March 15, 2013 admin

Whole

‘Not a bone in its body shall you break’, says the Torah, describing how the Passover lamb is to be eaten. The Jewish People has always understood these words metaphorically as well as literally. At Pesach the community should be whole, entire; not one single person should be forgotten or abandoned. After all, what meaning can the Festival of Freedom have if it means only freedom for some? That’s why Moses, asked by Pharaoh whom he was intending to take with him out of Egypt, answers that everyone is included, ‘With our young and our old shall be go, with our sons and with our daughters’ (Exodus 10:9). (Interestingly, rabbinic Hebrew has an ancient word for what we now call a Zimmer-frame, pisachon, from the same route as Pesach: disability was not to mean exclusion from the great journey of the Jewish People towards freedom and dignity.)
 
People were not to be left out of the Passover celebrations because they couldn’t afford them: ‘Even the poorest person should not…be given less than four cups of wine’, demands the Mishnah (Pesachim 10:1) To this day Jewish communities have funds, known as kimcha de’Pischa, ‘Pesach flour’, or ma’ot hittin, ‘wheat money’, to ensure that nobody should lack the means for the festival. ‘We have not seen or heard of a Jewish community which does not have a charity fund,’ wrote Maimonides approvingly over eight hundred years ago (Laws of Gifts to the Poor 9:3).
 
There are many other reasons why people are left out or sometimes simply quietly forgotten: shyness, illness, loneliness, disability, or just because nobody thought or troubled to say, ‘join us, please’. To be mindful of one another, without exception, is a privilege and responsibility all of us share.
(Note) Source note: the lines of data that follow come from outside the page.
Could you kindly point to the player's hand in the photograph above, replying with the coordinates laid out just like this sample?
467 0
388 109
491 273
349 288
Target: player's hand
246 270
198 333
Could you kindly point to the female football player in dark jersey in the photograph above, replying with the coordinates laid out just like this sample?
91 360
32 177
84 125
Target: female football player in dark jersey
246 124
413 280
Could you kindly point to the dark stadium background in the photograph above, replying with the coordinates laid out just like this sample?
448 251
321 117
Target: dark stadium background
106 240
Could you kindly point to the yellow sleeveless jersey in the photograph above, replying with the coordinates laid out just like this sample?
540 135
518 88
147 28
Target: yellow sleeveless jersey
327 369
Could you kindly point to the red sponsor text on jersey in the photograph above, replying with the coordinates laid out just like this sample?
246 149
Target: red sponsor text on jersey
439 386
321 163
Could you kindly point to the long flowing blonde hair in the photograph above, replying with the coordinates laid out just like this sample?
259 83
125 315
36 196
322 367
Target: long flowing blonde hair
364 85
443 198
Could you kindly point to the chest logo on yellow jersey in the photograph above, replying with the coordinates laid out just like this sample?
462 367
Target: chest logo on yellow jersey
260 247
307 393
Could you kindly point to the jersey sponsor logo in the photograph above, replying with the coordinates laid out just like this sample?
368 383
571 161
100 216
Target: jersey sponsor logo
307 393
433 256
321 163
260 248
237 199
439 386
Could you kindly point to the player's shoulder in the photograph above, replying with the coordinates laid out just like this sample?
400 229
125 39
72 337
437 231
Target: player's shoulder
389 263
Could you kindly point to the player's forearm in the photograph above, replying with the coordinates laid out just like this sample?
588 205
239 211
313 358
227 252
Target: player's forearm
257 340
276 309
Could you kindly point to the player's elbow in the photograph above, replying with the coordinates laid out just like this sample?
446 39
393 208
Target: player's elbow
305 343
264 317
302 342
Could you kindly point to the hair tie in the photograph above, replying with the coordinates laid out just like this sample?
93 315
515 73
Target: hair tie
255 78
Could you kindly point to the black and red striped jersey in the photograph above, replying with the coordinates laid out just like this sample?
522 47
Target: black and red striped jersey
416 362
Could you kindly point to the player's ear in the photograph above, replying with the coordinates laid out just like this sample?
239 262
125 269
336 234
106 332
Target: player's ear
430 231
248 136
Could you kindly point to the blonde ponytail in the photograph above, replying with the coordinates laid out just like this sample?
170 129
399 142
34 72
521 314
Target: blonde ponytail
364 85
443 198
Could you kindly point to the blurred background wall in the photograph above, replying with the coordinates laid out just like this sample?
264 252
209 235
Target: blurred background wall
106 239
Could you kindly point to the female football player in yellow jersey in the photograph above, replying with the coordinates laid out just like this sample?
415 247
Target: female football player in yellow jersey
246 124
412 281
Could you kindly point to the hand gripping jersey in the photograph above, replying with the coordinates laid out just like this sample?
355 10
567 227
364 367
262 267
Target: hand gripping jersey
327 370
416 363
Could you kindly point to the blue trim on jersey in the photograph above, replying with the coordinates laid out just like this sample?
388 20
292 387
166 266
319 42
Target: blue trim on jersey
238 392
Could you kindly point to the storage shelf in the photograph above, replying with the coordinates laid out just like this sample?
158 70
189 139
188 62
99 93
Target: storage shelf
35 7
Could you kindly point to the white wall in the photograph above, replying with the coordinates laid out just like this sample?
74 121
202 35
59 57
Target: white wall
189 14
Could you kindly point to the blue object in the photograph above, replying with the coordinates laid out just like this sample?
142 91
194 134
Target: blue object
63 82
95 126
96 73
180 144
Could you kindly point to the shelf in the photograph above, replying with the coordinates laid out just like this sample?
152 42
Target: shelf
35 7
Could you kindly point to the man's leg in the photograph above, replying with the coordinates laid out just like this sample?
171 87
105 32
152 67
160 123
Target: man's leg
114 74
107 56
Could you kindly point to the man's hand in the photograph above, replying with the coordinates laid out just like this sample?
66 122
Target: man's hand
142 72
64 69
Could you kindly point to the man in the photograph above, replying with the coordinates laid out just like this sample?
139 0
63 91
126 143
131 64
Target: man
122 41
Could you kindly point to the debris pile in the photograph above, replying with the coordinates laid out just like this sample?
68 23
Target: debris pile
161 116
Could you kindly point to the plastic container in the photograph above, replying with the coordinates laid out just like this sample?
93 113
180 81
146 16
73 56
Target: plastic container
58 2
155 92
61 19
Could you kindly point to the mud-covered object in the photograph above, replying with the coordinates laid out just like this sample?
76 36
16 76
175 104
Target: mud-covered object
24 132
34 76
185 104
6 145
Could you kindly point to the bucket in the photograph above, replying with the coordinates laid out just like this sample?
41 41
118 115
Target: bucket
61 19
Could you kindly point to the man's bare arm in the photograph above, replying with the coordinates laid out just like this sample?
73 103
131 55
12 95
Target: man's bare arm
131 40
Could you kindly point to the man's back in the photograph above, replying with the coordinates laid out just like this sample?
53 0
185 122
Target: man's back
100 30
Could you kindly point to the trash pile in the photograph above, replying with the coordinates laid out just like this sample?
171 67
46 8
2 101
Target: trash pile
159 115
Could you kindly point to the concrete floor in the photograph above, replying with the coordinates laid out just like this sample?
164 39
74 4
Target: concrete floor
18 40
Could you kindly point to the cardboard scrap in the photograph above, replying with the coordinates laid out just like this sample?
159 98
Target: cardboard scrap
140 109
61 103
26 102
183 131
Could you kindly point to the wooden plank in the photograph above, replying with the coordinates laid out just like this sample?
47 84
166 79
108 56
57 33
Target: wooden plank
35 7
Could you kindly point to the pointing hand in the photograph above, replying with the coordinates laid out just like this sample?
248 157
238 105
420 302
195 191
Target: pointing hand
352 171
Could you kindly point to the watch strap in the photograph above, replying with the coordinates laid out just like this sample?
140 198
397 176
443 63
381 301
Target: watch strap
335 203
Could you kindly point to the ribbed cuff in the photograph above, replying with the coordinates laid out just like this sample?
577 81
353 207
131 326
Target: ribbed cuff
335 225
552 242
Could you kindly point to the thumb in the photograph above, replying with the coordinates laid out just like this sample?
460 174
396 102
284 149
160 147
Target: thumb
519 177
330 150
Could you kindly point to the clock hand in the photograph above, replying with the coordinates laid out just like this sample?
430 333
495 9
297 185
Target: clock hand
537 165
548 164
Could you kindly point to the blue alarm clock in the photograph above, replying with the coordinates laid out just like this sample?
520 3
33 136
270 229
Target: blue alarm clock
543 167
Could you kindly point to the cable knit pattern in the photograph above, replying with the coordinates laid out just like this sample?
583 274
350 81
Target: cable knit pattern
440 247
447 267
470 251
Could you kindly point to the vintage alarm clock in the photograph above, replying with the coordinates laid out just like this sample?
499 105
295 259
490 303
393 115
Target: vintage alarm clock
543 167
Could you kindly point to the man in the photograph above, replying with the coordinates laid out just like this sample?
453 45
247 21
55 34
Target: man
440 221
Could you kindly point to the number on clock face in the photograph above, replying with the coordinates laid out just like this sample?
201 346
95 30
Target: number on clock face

We are all the poorer, emotionally and spiritually, for those dimensions of human experience we fail to heed.
 
I love the preparations for Pesach. I find myself thinking of the clump of horseradish breaking new leaf at the back of the garden. I have a mental image of steam rising from the pot in which we’ll be koshering cutlery and resolve not to tip the boiling water over my arm as I did two years ago (I have a small scar to prove my love of freedom). I think, less happily, about the oven racks and what’ll be entailed in removing from them every trace of the burnt remains of the drips and spills of fifty-two weeks of Shabbat meals.
 
But through all of these delightful details what should shine through is not just the cleanliness of the kitchen, but of the essential Jewish vision: from slavery to freedom; from the experience of injustice to dignity and equality; from marginalisation to inclusion – be it at the Passover table, or in the community, or in society, or in the family of nations. Should this not be the ideal of all humanity, in a world where hunger, slavery, trafficking, torture, racism, religious bigotry and turning a blind eye to the pain of others are constant realities?
 
The Jewish vision requires us first to sit down together at the Seder table and remember our story, then to get up and act.